WASHINGTON, D.C. August 21, 2008 — The North American Securities Administrators Association (NASAA) today announced that settlements in principle have been reached between Merrill Lynch & Co. Inc., Goldman Sachs Group Inc., Deutsche Bank Securities Inc, Deutsche Bank AG and state securities regulators, which will give thousands of the firms’ clients access to billions of dollars in funds that have been frozen in the auction rate securities (ARS) market.

The settlements conclude investigations led by state securities regulators into allegations that the firms misled clients by falsely assuring them that ARS securities were as safe and liquid as cash. The ARS markets froze in February this year, triggering a flood of complaints from investors who could not withdraw money from their accounts. States received complaints from a wide range of investors who suffered significant financial damage because the money they were told was liquid was tied up in the frozen ARS market.

“State securities regulators continue to work toward ensuring that investors harmed by auction rate securities are provided relief,” said NASAA President and North Dakota Securities Commissioner Karen Tyler.

Under the terms of the settlement, Merrill Lynch agreed to buy back by October 1, 2008 all auction rate securities purchased through the firm by retail investors with accounts of $4 million or less in assets; by January 2, 2009 for all other retail investors and all other investors with accounts of $100 million or less in assets. Goldman Sachs agreed by November 12, 2008 to buy back auction rate securities for all retail investors who purchased ARS securities through the firm and Deutsche Bank agreed to buy back auction rate securities from all retail investors who purchased ARS securities through Deutsche by 90 days from today’s date.

Under the settlements announced today, Merrill Lynch, Goldman Sachs, and Deutsche Bank will:

  • Fully reimburse all retail investors who sold their auction rate securities at a discount after the market failed;
  • Consent to a special, public arbitration procedure to resolve claims of consequential damages suffered by retail investors as a result of not being able to access their funds;
  • Undertake to expeditiously provide liquidity solutions to all other institutional investors;
  • Reimburse all refinancing fees to any municipal issuers who issued auction rate securities through these firms since August 1, 2007.

Each firm will also agree to pay to the states civil penalties in the following amounts: Merrill Lynch, $125 million; Goldman Sachs, $22.5 million; and Deutsche Bank, $15 million.

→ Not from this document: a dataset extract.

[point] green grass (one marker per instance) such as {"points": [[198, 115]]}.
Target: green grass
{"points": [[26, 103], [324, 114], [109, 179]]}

NASAA President Tyler thanked securities regulators in Illinois, Massachusetts, and New Jersey, which were the lead states in the investigations of the three firms, as well as the New York Office of the Attorney General and the U.S. Securities and Exchange Commission for their efforts in reaching the settlements.

The investigation into possible violations by the three firms is part of a larger state-led effort to address problems in connection with the offer and sale of ARS securities. Earlier this year, state offices began receiving hundreds of complaints from Main Street investors. As a result, in April, NASAA announced the formation of a multi-state Task Force, comprised of securities regulators in 12 states, to investigate whether the nation’s prominent Wall Street firms had systematically misled investors when placing them in ARS securities.

NASAA is the oldest international organization devoted to investor protection. Its membership consists of the securities administrators in the 50 states, the District of Columbia, Puerto Rico, the U.S. Virgin Islands, Canada, and Mexico.